3- Wrong and not just because of Friday. Popular lore focuses on Crusoe’s “Eight and Twenty Years, all alone in an un-inhabited Island on the Coast of America, near the Mouth of the Great River of Oroonoque,” but his written story begins with adventures on several sailing ships. Then, his time on the “desert island” includes encounters with cannibals and captives, wherein he rescues his man Friday (and others). Crusoe and Friday help an English captain regain his ship from mutineers, receive in exchange passage to England, and after more adventures live to fight off famished wolves while crossing the Pyrenees.

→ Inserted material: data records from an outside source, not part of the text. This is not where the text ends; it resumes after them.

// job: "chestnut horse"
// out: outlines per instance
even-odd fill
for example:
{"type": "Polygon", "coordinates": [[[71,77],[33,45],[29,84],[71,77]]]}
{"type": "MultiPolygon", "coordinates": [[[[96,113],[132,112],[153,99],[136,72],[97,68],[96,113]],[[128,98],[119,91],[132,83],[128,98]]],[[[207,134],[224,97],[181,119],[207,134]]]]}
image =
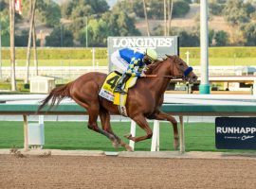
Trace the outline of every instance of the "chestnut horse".
{"type": "MultiPolygon", "coordinates": [[[[168,120],[174,127],[174,149],[178,147],[178,129],[176,120],[160,111],[163,103],[164,92],[170,83],[171,78],[182,78],[193,82],[197,77],[193,72],[187,73],[188,65],[177,56],[167,56],[163,60],[158,60],[148,66],[145,74],[148,77],[137,79],[135,87],[128,92],[126,110],[127,115],[133,119],[146,135],[133,137],[131,134],[125,137],[139,142],[150,139],[153,135],[152,129],[146,120],[168,120]]],[[[88,128],[109,138],[114,146],[122,146],[127,150],[132,151],[129,145],[120,140],[112,130],[110,125],[110,113],[119,114],[117,105],[99,96],[99,92],[106,78],[107,75],[98,72],[87,73],[76,80],[66,85],[53,89],[48,96],[44,99],[39,111],[51,100],[52,107],[56,102],[65,97],[72,98],[76,103],[87,110],[89,115],[88,128]],[[100,115],[101,127],[98,127],[97,119],[100,115]]]]}

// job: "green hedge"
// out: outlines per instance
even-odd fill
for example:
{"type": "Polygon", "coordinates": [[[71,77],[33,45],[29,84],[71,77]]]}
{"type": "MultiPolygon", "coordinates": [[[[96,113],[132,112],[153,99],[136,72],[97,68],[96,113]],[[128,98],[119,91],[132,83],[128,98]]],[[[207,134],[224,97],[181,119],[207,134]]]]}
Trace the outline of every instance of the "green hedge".
{"type": "MultiPolygon", "coordinates": [[[[200,58],[199,47],[182,47],[180,48],[181,57],[186,57],[185,53],[189,51],[191,58],[200,58]]],[[[210,47],[210,58],[256,58],[256,47],[210,47]]]]}
{"type": "MultiPolygon", "coordinates": [[[[96,59],[106,59],[106,48],[95,48],[96,59]]],[[[86,60],[92,59],[92,48],[38,48],[39,60],[86,60]]],[[[180,55],[185,58],[185,53],[189,51],[190,57],[200,58],[199,47],[181,47],[180,55]]],[[[16,59],[26,60],[27,48],[16,48],[16,59]]],[[[33,53],[31,52],[33,59],[33,53]]],[[[210,47],[210,58],[256,58],[256,47],[210,47]]],[[[9,59],[9,48],[2,48],[2,59],[9,59]]]]}

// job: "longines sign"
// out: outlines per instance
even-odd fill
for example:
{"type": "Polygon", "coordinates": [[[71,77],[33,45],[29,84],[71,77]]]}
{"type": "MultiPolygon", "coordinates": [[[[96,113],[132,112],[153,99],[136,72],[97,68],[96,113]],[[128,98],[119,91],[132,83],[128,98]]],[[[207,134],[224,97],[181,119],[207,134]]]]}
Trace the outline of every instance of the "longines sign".
{"type": "Polygon", "coordinates": [[[218,149],[256,149],[256,118],[217,117],[215,142],[218,149]]]}
{"type": "Polygon", "coordinates": [[[114,48],[124,47],[170,47],[174,43],[174,38],[113,38],[114,48]]]}
{"type": "Polygon", "coordinates": [[[179,55],[179,44],[177,36],[169,37],[108,37],[108,60],[112,70],[110,56],[121,48],[154,48],[159,58],[165,55],[179,55]]]}

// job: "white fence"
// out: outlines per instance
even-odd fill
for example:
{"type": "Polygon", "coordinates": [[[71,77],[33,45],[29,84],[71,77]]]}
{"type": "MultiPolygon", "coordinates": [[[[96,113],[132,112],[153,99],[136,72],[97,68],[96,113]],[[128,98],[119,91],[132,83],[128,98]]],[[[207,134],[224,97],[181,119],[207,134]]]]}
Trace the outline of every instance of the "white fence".
{"type": "MultiPolygon", "coordinates": [[[[251,66],[256,69],[256,66],[251,66]]],[[[194,73],[200,77],[200,66],[193,66],[194,73]]],[[[210,76],[241,76],[243,66],[210,66],[210,76]]],[[[40,76],[50,76],[63,79],[75,79],[78,77],[92,71],[108,73],[108,66],[40,66],[40,76]]],[[[35,76],[35,68],[30,67],[30,77],[35,76]]],[[[4,78],[10,77],[10,67],[2,67],[4,78]]],[[[26,67],[16,67],[16,77],[25,78],[26,67]]]]}

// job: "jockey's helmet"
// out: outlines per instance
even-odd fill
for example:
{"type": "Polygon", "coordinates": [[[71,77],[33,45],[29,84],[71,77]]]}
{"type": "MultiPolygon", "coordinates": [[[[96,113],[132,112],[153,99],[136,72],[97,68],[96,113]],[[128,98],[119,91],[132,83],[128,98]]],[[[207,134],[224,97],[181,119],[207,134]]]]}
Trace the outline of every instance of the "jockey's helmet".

This is the book I promise not to read. I just can’t get beyond the full title which is The Life and Strange Surprizing Adventures of Robinson Crusoe, Of York, Mariner: Who lived Eight and Twenty Years, all alone in an un-inhabited Island on the Coast of America, near the Mouth of the Great River of Oroonoque; Having been cast on Shore by Shipwreck, wherein all the Men perished but himself. With An Account how he was at last as strangely deliver’d by Pyrates. Early readers thought this was non-fiction!
4- Right. With a tiny exception. Haushofer’s compelling story The Wall starts with three characters, but almost immediately two of them set off on foot to have dinner in the valley and never return. A mysterious transparent wall has closed off the unnamed woman in a large territory separate from the rest of the world. The only person she can see through binoculars seems frozen in place. The woman is now entirely alone with a dog, some cats, and a pregnant cow. Her account of this life alone is the novel. There is no rescue, by pyrates or super heroes. Read it yourself to discover the story’s secrets.

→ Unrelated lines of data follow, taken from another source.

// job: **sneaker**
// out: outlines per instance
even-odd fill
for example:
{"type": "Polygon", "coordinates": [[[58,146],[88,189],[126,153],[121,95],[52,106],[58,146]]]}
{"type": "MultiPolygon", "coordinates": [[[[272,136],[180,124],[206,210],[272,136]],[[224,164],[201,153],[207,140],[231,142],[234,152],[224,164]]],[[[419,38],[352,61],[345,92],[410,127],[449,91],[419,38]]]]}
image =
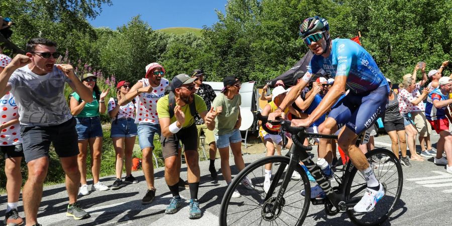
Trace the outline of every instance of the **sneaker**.
{"type": "Polygon", "coordinates": [[[177,185],[179,186],[179,189],[190,189],[190,186],[188,186],[188,183],[185,182],[180,177],[179,178],[179,182],[177,182],[177,185]]]}
{"type": "Polygon", "coordinates": [[[446,166],[446,172],[449,173],[452,173],[452,166],[446,166]]]}
{"type": "MultiPolygon", "coordinates": [[[[300,194],[304,196],[306,195],[306,191],[302,190],[300,194]]],[[[318,184],[311,188],[311,198],[324,198],[325,197],[326,197],[326,194],[318,184]]]]}
{"type": "Polygon", "coordinates": [[[248,190],[254,189],[254,185],[253,185],[251,180],[248,177],[245,177],[245,178],[242,180],[242,185],[245,186],[248,190]]]}
{"type": "Polygon", "coordinates": [[[138,183],[138,180],[131,174],[124,178],[124,183],[126,184],[136,184],[138,183]]]}
{"type": "Polygon", "coordinates": [[[176,213],[177,212],[177,208],[180,207],[180,196],[179,195],[173,197],[173,198],[170,200],[170,204],[166,207],[165,210],[165,213],[167,214],[172,214],[176,213]]]}
{"type": "Polygon", "coordinates": [[[92,186],[91,186],[91,191],[106,191],[109,189],[110,189],[108,188],[108,187],[104,185],[100,181],[93,184],[92,186]]]}
{"type": "Polygon", "coordinates": [[[290,179],[293,180],[300,180],[300,179],[301,179],[301,175],[300,175],[298,172],[294,170],[293,173],[292,173],[292,177],[290,179]]]}
{"type": "Polygon", "coordinates": [[[239,192],[239,191],[237,189],[234,190],[234,192],[233,192],[233,198],[240,198],[242,197],[242,195],[240,194],[240,193],[239,192]]]}
{"type": "Polygon", "coordinates": [[[268,193],[268,189],[270,189],[270,186],[272,182],[269,180],[264,181],[264,191],[265,191],[266,193],[268,193]]]}
{"type": "Polygon", "coordinates": [[[152,201],[154,200],[154,198],[155,198],[155,188],[150,190],[148,189],[146,194],[145,195],[145,196],[143,197],[143,199],[141,200],[141,203],[149,204],[152,202],[152,201]]]}
{"type": "Polygon", "coordinates": [[[430,154],[429,152],[427,152],[427,151],[424,151],[421,152],[420,155],[422,157],[424,157],[426,158],[431,158],[432,157],[436,156],[436,154],[432,155],[431,154],[430,154]]]}
{"type": "Polygon", "coordinates": [[[312,174],[311,174],[311,172],[309,172],[309,170],[308,170],[307,167],[306,167],[304,165],[301,165],[301,167],[303,167],[303,169],[304,170],[304,172],[306,172],[306,174],[308,176],[308,179],[309,180],[309,181],[315,181],[315,179],[314,179],[314,177],[312,176],[312,174]]]}
{"type": "Polygon", "coordinates": [[[80,186],[80,188],[78,188],[79,195],[86,195],[88,194],[89,194],[89,191],[88,191],[87,184],[82,185],[82,186],[80,186]]]}
{"type": "Polygon", "coordinates": [[[400,158],[400,163],[407,167],[411,167],[411,163],[410,162],[410,158],[408,156],[402,157],[400,158]]]}
{"type": "Polygon", "coordinates": [[[383,185],[380,183],[380,189],[378,191],[369,189],[366,189],[364,195],[361,198],[361,200],[358,202],[353,210],[356,212],[367,212],[374,210],[374,207],[377,204],[377,202],[383,198],[385,195],[385,191],[383,190],[383,185]]]}
{"type": "Polygon", "coordinates": [[[215,169],[215,166],[211,166],[209,167],[209,172],[210,172],[210,176],[212,178],[216,179],[216,177],[218,176],[218,173],[216,172],[216,170],[215,169]]]}
{"type": "Polygon", "coordinates": [[[199,202],[198,199],[190,199],[190,210],[188,211],[188,218],[197,219],[201,217],[201,209],[199,208],[199,202]]]}
{"type": "Polygon", "coordinates": [[[19,215],[17,209],[13,209],[6,213],[5,216],[4,224],[8,226],[16,226],[24,224],[24,220],[19,215]]]}
{"type": "Polygon", "coordinates": [[[440,159],[437,159],[436,157],[435,157],[433,160],[433,162],[436,165],[447,164],[447,160],[446,160],[445,158],[443,157],[441,157],[440,159]]]}
{"type": "Polygon", "coordinates": [[[87,215],[88,213],[80,207],[80,204],[78,204],[78,202],[75,202],[67,205],[66,216],[72,216],[74,217],[74,219],[79,220],[83,219],[87,215]]]}
{"type": "Polygon", "coordinates": [[[110,187],[112,190],[117,190],[123,187],[123,186],[124,186],[124,184],[123,183],[123,180],[120,178],[116,178],[116,180],[113,182],[113,185],[110,187]]]}

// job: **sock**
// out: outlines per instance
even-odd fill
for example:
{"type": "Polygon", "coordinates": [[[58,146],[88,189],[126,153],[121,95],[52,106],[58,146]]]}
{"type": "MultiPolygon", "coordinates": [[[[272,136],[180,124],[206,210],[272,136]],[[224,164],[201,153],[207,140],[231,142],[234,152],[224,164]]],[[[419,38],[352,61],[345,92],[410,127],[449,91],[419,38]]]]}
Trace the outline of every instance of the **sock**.
{"type": "Polygon", "coordinates": [[[174,185],[168,185],[168,187],[169,188],[170,191],[171,191],[173,197],[179,196],[179,185],[177,185],[177,183],[176,183],[176,184],[174,185]]]}
{"type": "Polygon", "coordinates": [[[210,159],[210,164],[209,165],[209,168],[214,167],[215,166],[215,159],[210,159]]]}
{"type": "Polygon", "coordinates": [[[190,197],[192,199],[198,199],[198,188],[199,187],[199,182],[189,183],[190,187],[190,197]]]}
{"type": "Polygon", "coordinates": [[[270,181],[272,178],[272,170],[265,170],[265,181],[270,181]]]}
{"type": "Polygon", "coordinates": [[[8,202],[7,205],[7,212],[11,211],[12,209],[17,209],[17,202],[8,202]]]}
{"type": "Polygon", "coordinates": [[[374,170],[370,167],[362,171],[360,170],[360,172],[367,181],[367,187],[376,191],[378,191],[380,189],[380,183],[375,177],[374,170]]]}

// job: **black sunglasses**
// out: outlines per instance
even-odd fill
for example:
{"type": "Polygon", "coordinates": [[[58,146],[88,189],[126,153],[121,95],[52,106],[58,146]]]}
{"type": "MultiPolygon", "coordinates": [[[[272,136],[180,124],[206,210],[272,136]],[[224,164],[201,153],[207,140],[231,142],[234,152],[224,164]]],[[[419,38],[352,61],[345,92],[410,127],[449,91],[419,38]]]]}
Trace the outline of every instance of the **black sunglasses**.
{"type": "Polygon", "coordinates": [[[31,53],[35,53],[37,54],[39,56],[44,59],[48,59],[50,58],[50,56],[53,57],[54,58],[56,59],[60,57],[61,54],[60,53],[58,53],[55,52],[55,53],[50,53],[49,52],[46,52],[44,53],[40,53],[38,52],[32,52],[31,53]]]}

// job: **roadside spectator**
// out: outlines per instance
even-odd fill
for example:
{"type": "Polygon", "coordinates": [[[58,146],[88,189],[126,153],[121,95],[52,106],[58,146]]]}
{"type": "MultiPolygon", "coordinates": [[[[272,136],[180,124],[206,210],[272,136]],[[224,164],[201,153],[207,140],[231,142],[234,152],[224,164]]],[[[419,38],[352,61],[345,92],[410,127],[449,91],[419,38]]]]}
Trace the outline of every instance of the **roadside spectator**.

5- Unsurprisingly wrong. Michael Barnes is the protagonist of Downtown, a downtown peopled with fake names and fakes identities that are slowly shed to reveal true characters. Connie Kee who looks like a Chinese moll in a gambling casino is in reality the chauffeur of China Doll Limo owned by Charlie Wong who at first seems to be a street thug. Fake and real detectives, pimps, a prostitute who is really a police officer, a film maker who may or may not be dead, his wife who cajoles Michael Barnes into playing Santa. So everyone is wearing a mask, even Michael Barnes. I can’t say there’s one character playing all the roles, but all the characters might be Ed McBain in disguise.
6- Another Right. If you can name another novel with only one character and prove it, I’ll write about that book next month.